Patterico's Pontifications


Today in Great Writing

Filed under: General — JVW @ 1:24 pm

[guest post by JVW]

Those of you who have suffered through my oftentimes ponderous prose have probably discovered that I have a great appreciation for a clever phrase, especially one with a perfectly-placed pun (and yes, I also have an awful addiction to alliteration). So today I want to give a shout-out to Santi Ruiz of the Washington Free Beacon who hits it out of the park in his review of Senator Amy Klobuchar’s leaden new tome, Antitrust: Taking on Monopoly Power from the Gilded Age to the Digital Age:

Of course, antitrust law is a warren of dull economic jargon, and even the flashiest author would be hard-pressed to jazz it up.

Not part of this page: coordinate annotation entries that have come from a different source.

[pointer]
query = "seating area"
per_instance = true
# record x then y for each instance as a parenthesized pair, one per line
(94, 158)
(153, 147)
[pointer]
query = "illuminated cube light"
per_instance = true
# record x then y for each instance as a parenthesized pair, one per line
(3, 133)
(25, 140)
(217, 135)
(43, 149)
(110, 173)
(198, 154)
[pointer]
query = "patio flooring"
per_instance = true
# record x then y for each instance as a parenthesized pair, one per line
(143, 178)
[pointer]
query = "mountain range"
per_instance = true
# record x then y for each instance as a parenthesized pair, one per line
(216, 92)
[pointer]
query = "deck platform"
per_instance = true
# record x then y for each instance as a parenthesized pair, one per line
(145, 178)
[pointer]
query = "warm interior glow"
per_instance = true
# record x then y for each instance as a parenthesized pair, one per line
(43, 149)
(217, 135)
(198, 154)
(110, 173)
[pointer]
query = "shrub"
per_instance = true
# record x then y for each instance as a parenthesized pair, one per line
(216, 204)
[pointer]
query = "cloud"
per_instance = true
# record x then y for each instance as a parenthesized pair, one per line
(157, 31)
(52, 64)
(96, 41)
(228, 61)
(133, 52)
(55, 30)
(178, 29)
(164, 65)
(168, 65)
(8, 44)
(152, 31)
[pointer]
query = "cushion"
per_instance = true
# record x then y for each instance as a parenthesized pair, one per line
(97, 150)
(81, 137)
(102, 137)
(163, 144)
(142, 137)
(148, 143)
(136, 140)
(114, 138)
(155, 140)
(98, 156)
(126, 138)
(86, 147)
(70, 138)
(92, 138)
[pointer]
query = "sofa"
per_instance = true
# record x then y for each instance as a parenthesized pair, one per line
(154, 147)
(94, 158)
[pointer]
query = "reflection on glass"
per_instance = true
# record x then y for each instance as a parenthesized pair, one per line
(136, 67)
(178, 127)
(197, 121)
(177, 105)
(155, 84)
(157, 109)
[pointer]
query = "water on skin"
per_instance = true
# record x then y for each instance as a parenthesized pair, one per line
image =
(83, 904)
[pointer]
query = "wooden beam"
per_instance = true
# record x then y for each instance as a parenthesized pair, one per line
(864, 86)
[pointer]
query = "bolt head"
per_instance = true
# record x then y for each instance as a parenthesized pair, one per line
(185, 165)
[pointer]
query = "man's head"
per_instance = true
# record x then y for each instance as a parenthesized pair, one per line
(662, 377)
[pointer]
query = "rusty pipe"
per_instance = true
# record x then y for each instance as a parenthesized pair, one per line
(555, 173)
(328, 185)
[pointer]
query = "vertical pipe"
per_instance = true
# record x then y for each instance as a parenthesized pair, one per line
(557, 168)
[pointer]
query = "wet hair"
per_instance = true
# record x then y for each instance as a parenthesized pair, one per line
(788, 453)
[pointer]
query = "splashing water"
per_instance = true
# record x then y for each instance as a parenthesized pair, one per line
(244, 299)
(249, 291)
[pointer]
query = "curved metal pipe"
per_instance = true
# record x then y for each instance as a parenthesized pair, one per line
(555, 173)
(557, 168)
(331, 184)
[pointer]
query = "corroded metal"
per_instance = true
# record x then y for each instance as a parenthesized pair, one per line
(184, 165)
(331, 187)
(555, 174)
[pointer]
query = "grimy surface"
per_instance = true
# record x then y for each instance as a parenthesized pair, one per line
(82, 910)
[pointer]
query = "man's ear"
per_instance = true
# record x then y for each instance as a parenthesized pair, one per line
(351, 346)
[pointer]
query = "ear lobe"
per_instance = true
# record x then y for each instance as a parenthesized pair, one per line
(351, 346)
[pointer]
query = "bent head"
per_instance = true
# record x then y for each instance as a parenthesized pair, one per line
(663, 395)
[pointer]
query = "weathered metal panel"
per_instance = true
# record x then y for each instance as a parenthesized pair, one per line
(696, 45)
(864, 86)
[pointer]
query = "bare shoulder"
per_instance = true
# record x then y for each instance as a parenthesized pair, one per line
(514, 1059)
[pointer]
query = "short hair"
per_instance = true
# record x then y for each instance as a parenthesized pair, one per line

Merriam-Webster tells us that warren is a chiefly British word meaning “a place legally authorized for keeping small game (such as hare or pheasant),” or in other usage “a maze of passageways or small rooms.” I am jealous that I will never have the opportunity to use the word in such perfect context as Mr. Ruiz did, though I think there is a legitimate debate as to whether it would have been even more clever had he capitalized it. (Perhaps he did, and a meddlesome copyeditor changed it.) In any case, cheers to him.


5 Responses to “Today in Great Writing”

  1. ‘Pon my word, sir, but thou art easily impressed. That is a horrible sentence and doubly so for a book reviewer. “Warren”? Is that where “economic jargon” is to be found? And is it the building material, the contents, or both? “Flashiest writer”? “Hard-pressed”? “Jazz it up”? George Orwell would have slapped him.

    nk (1d9030)

  2. ‘Today in Great Writing’

    Hemmingway was overrated.


    DCSCA (f4c5e5)

  3. I can’t believe Klobuchar’s editor didn’t catch this gem: “are literally flooding the seat of democracy”.

    norcal (01e272)

  4. Odd, I didn’t even realize I had published this post. I must have hit the wrong button by accident. Oh well, I would normally have saved it for later this evening.

    JVW (ee64e4)

  5. Actually, the word “warren” refers to an underground nest where rabbits dwell. It’s quite complex really, full of tunnels and chambers. There was an interesting book about warrens a few decades ago, but I don’t remember the title or the author.

    As a logophile, I am fascinated by word origins and turns of phrases. Did you know that the English language has over 1.2 million vocabulary words and adds about 20,000 new words a year? It’s a language of languages, drawing words from multiple sources because of its origin.

    Old English, or Anglo-Saxon, is really Old German, or Scandinavian. This is the language of Beowulf. After the Norman Conquest, the official language of the court was French. The official language of the Church was Latin. But the people spoke another language, English. It was probably Celtic in origin, but then was influenced by other languages. What happened was that the English speaking people switched from an inflected language to a word ordered language–subject, verb, object. This allowed them to incorporate any word from any language into a sentence. All they had to do was place a word in its proper place.

    Thus, English was born. It keeps incorporating words from many languages into its vocabulary. That’s why the authors of The Story of English, no longer call it English, but rather Globish, because it’s spoken all over the globe. It just keeps adding words from every language.

    I wouldn’t call any political commentary today the “Greatest Writing.” That is reserved for literature. Homer, Donte, Chaucer, Shakespeare, Whitman, Dickinson, Twain, Faulkner, Frost, and Cummings; men and women like that. Hemmingway was an after thought.

    We are talking about art here, the art of language. I don’t see anyone on the present stage representing it properly. They have no respect for greatness. And they do not follow their masters.